Academically top-end students may be interested in sports and going out. Indeed, some smaller elite schools have a reputation of raging party scenes, and may have a very large percentage of students in NCAA athletics.

COMPLETELY different scenario from undergrad education.

It’s just limited, in general, to think of colleges as if they are extensions of your own high school, jocks in one corner, brainiacs in another.

Instead of “elite,” I might have said, “more academically competitive” or “more intensity in the major,” which opens up more than just the flat notion of prestige in some general ranking.

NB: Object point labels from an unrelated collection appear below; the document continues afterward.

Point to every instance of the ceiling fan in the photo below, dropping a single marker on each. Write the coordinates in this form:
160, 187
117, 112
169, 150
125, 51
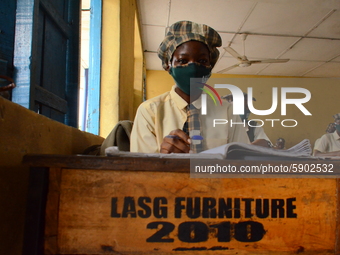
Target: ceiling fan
243, 60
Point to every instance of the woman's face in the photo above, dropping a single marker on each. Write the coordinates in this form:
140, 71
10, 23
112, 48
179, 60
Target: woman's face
191, 52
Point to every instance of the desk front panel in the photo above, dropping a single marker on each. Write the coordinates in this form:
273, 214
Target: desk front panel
141, 212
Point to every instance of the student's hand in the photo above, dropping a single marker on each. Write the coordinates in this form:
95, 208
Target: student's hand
262, 142
176, 142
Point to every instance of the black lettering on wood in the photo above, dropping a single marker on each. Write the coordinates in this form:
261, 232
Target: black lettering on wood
129, 207
277, 208
146, 212
262, 208
209, 210
160, 211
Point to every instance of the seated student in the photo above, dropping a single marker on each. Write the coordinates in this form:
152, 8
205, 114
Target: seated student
256, 133
162, 123
329, 144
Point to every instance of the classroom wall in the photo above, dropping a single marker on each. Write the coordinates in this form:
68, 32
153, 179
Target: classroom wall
122, 64
25, 132
322, 105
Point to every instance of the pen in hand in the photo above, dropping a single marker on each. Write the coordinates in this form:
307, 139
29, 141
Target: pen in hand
194, 137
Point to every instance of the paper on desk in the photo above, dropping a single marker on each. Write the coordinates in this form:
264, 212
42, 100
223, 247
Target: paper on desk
113, 151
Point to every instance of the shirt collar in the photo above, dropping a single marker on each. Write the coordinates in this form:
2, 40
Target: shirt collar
180, 102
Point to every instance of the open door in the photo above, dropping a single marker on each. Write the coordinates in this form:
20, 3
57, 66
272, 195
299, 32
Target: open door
46, 58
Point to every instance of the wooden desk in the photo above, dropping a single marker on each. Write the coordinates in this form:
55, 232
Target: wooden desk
102, 205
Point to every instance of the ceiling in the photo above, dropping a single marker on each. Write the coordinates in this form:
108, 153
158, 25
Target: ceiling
305, 31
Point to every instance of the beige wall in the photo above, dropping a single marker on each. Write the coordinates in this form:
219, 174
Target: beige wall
25, 132
323, 103
122, 64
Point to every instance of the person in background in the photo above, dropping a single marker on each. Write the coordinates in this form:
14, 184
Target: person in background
168, 123
280, 144
256, 134
329, 144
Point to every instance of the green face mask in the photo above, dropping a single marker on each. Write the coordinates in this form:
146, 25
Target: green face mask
182, 75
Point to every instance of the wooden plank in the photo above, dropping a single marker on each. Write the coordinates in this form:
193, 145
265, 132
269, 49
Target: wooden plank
52, 208
123, 212
35, 211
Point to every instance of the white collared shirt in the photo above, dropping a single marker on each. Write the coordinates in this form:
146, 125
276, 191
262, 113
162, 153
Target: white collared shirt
157, 117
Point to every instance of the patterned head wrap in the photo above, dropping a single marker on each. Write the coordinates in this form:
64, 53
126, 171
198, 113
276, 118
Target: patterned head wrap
336, 116
184, 31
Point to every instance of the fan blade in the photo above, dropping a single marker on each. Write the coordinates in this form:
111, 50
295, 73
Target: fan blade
227, 69
269, 61
233, 52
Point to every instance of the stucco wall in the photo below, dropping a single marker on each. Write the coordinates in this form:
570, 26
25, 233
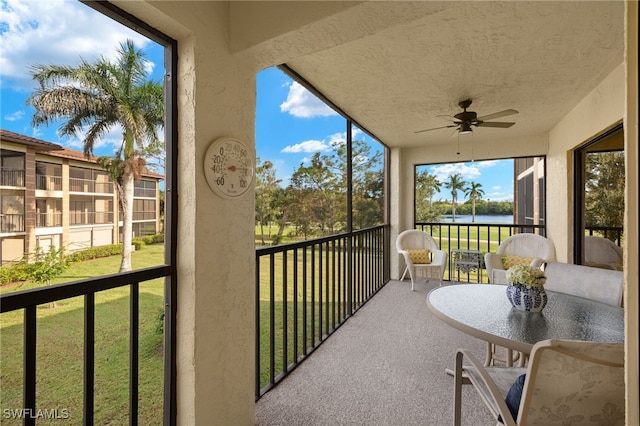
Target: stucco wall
599, 110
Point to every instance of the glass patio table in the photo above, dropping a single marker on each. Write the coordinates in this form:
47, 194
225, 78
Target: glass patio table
483, 311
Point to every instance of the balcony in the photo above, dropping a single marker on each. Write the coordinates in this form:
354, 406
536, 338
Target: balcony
385, 366
11, 223
91, 186
49, 183
12, 177
90, 218
48, 219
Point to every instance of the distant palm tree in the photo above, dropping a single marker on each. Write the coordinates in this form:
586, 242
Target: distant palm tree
434, 186
95, 98
474, 192
455, 184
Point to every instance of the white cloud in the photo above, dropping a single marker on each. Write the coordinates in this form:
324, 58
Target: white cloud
302, 103
16, 116
468, 173
55, 32
498, 196
306, 146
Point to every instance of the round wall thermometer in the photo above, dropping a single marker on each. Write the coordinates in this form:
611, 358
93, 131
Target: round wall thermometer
228, 167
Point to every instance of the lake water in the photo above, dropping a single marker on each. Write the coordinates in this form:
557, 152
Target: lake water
463, 218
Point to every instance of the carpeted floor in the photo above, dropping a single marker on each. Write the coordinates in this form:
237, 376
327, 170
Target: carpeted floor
385, 366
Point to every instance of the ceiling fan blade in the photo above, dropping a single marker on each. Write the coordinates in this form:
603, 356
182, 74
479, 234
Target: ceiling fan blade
501, 124
498, 114
436, 128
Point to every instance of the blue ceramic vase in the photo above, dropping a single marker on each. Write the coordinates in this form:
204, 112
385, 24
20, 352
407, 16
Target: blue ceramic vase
529, 299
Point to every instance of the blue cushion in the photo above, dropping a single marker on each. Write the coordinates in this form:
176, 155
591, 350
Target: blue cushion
513, 397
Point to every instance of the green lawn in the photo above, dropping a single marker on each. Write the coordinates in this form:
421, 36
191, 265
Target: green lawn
60, 348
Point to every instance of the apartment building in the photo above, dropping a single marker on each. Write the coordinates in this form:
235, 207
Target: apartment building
55, 196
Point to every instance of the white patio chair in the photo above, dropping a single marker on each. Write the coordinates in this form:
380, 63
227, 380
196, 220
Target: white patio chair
603, 285
420, 251
602, 253
567, 382
530, 249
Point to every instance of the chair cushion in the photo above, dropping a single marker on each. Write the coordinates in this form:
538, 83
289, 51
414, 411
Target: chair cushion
512, 260
419, 256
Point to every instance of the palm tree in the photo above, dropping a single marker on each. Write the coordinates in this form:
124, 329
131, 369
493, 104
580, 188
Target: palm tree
96, 97
455, 184
474, 192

Top notch is more than that.

Call it whatever you want. D did not want a raging party school, has never taken a drink (not because we care one way or the other), it just does not appeal to her. If you are in an honors college of a large state school, you are still in a large state school and the predominant atmosphere will be NCAA or Greek or simply Party. She wanted to be in a place where she would be challenged, where chances are her randomly assigned roommate had a love of learning. She did not want to be cloistered in the honors college which often have their own dorms and programs.

Depends on too many things! Some of those elite LACs in the middle of nowhere have a “raging party scene” because there’s nothing else to do in the middle of nowhere Maine/Vermont/NY/etc. It may be confined to weekends (and maybe Thursday nights), but it’s probably naïve to think that intellectual kids and partying are inconsistent with each other. So no, I wouldn’t assume that because a school is highly selective that the kids will be engaged in highly cerebral activities most of the time. They may feel like they have enough brain cells that they can afford to kill off a few!

As for the value of the “elite” (more academically competitive) school, it so depends on the field. If you’re going to need graduate school for whatever you do, it’d be worthwhile to know how well the top performing kids do in getting into medical/law/business/grad programs. If you want to be an investment banker or a management consultant for a while when you graduate from college (even for a while), prestige is the name of the game. The top firms only interview at a handful of schools. For many fields, though, this is just not the case and you may be better off having some resources available for graduate school.

As is so often the case, depends on the kid, the school, and the resources available.